Le imprese che vantano saldi positivi possono spendere tale disponibilità verso altre imprese oppure, dare ai propri dipendenti parte della remunerazione in moneta locale, alimentando e allargando  così il circuito.  I lavoratori ricevono una specie di carta di credito pre-pagata, che possono spendere nei negozi aderenti.  Certo, se sono tanti i dipendenti pagati in questo modo, andranno ad alimentare gli affari dei negozi della rete, spingendo altri, per non essere esclusi, ad aderire, così la rete cresce e diventa sempre più attrattiva.

Perché, non lo dimentichiamo,  la moneta locale sarà tanto più facile da spendere quanto più numerose e variegate  saranno le imprese, anche commerciali,  aderenti al sistema.

Una perplessità.

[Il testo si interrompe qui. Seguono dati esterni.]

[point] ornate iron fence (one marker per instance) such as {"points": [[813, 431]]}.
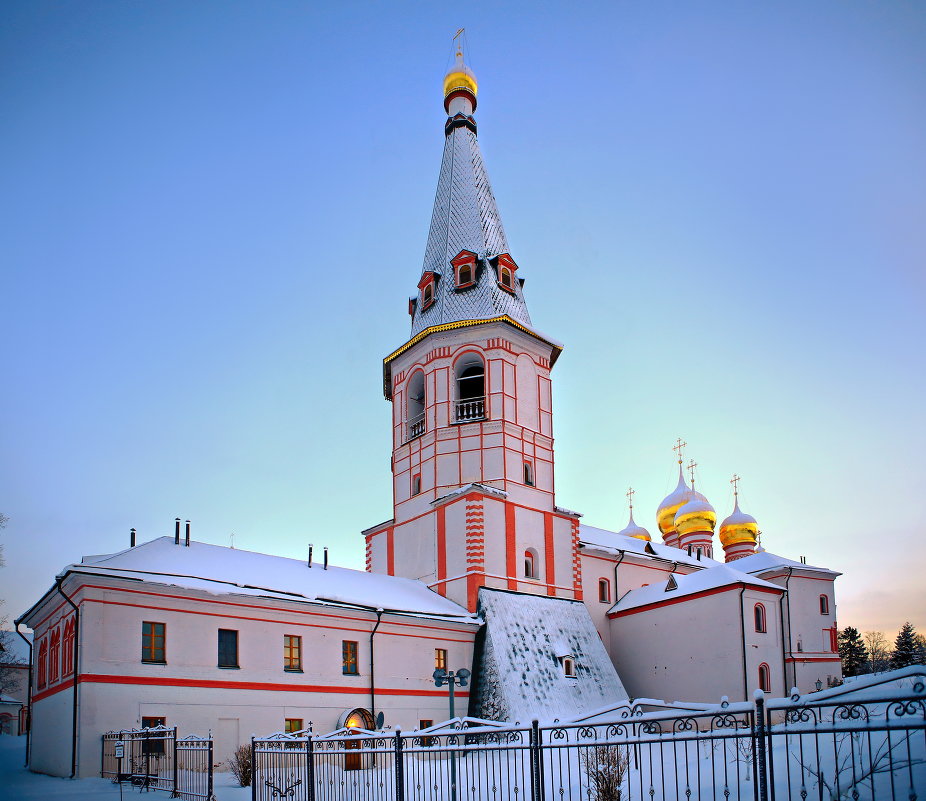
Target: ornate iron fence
{"points": [[801, 747], [155, 759]]}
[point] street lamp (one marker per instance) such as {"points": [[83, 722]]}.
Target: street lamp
{"points": [[452, 678]]}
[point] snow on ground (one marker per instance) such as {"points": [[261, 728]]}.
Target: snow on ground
{"points": [[19, 784]]}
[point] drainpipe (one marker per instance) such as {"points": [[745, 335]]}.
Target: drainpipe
{"points": [[76, 675], [743, 634], [28, 697], [786, 644], [379, 615]]}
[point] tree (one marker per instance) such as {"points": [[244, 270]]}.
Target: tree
{"points": [[878, 655], [906, 648], [852, 652]]}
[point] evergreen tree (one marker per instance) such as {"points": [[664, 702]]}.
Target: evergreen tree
{"points": [[906, 648], [852, 652]]}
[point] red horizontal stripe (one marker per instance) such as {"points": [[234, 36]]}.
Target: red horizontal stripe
{"points": [[168, 681]]}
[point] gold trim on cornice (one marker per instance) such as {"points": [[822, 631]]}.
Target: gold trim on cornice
{"points": [[504, 318]]}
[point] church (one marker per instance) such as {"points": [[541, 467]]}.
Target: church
{"points": [[478, 567]]}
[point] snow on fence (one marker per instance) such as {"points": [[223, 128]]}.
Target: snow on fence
{"points": [[867, 744], [155, 759]]}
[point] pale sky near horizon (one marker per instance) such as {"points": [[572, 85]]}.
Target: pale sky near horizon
{"points": [[213, 215]]}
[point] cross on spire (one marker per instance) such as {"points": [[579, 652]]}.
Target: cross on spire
{"points": [[735, 482]]}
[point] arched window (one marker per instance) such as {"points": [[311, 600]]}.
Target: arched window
{"points": [[765, 681], [530, 563], [760, 618], [470, 375], [54, 655], [67, 649], [414, 406], [43, 664]]}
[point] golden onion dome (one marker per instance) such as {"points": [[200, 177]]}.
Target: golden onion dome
{"points": [[695, 515], [634, 530], [738, 528], [460, 76], [665, 515]]}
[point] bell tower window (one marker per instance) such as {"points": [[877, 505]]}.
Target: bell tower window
{"points": [[414, 420], [470, 379], [464, 266]]}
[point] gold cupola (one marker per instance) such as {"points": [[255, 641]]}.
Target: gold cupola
{"points": [[665, 515], [460, 82]]}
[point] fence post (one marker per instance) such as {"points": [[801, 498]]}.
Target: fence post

Ho letto che nella misura in cui un lavoratore non spenda tutta la sua moneta locale presso le imprese, una parte del saldo residuo è periodicamente trasferita a un’organizzazione non profit a sua scelta fra quelle che partecipano al circuito. Il principio è lodevole, ma questo vuol dire che un lavoratore, se non spende subito il suo credito, lo perde, quasi in automatico. Ma in tempo di crisi nessuno accetterebbe un principio di questo tipo. Una donazione deve essere volontaria e non può diventare obbligatoria. E’ così ?

Primo,  per i lavoratori non è un danno. Le quote di salario pagate in moneta locale non supererebbero il 5% e sarebbero conseguentemente facili da spendere all’interno del circuito. Accettando questa modalità di pagamento i lavoratori pongono però le basi per il rafforzamento delle performance dell’impresa per cui lavorano e, di conseguenza, del proprio lavoro. Dal mio punto di vista esistono anche dei margini per l’aumento dei salari. Ipotizziamo che un’impresa acceda ad un prestito bancario per pagare i propri dipendenti, se parte di questi stipendi vengono pagati in moneta locale il risparmio sugli oneri finanziari può essere spartito tra lavoratori e impresa. La banca svizzera Wir, che opera con questo principio, finanzia i circolanti delle PMI svizzere a tassi dell’1%. Confrontando questo tasso con quelli che fronteggiano le nostre imprese si capisce come dall’abbattimento della rendita finanziaria possano trarne beneficio sia i profitti che i salari.

Quale città, italiana o europea, si sta impegnando ad adottare una moneta locale di questo tipo ?

Un progetto che prevede la creazione di un circuito monetario e uno creditizio è in studio presso la città di Nantes, in Francia. L’ex sindaco di quella città, oggi primo ministro francese, Jean Marc Ayrault ha affidato al professor Massimo Amato dell’Università Bocconi l’incarico di implementare questo sistema nella propria  municipalità. La banca svizzera Wir fa credito in compensazione come descritto sopra dal 1934 e il suo circuito conta più di 60 mila imprese svizzere. Con il gruppo di ricerca guidato da Massimo Amato e Luca Fantacci stiamo lavorando anche conla regione Lombardiaper uno studio di fattibilità sul loro territorio.

A Rimini con chi ne stai discutendo e a che punto siamo ?  

A Rimini mi sono mosso sia nella società civile che sul versante politico. Grazie all’associazione riminese dei Bocconiani e al suo presidente, Demis Diotallevi, la scorsa primavera siamo riusciti ad organizzare una giornata di approfondimento a cui hanno partecipato i giovani di Confindustria e diversi rappresentanti delle associazioni di categoria. Con il Comune di Rimini stiamo lavorando da tempo a studi preliminari per capire se sia possibile implementare questo progetto sul nostro territorio.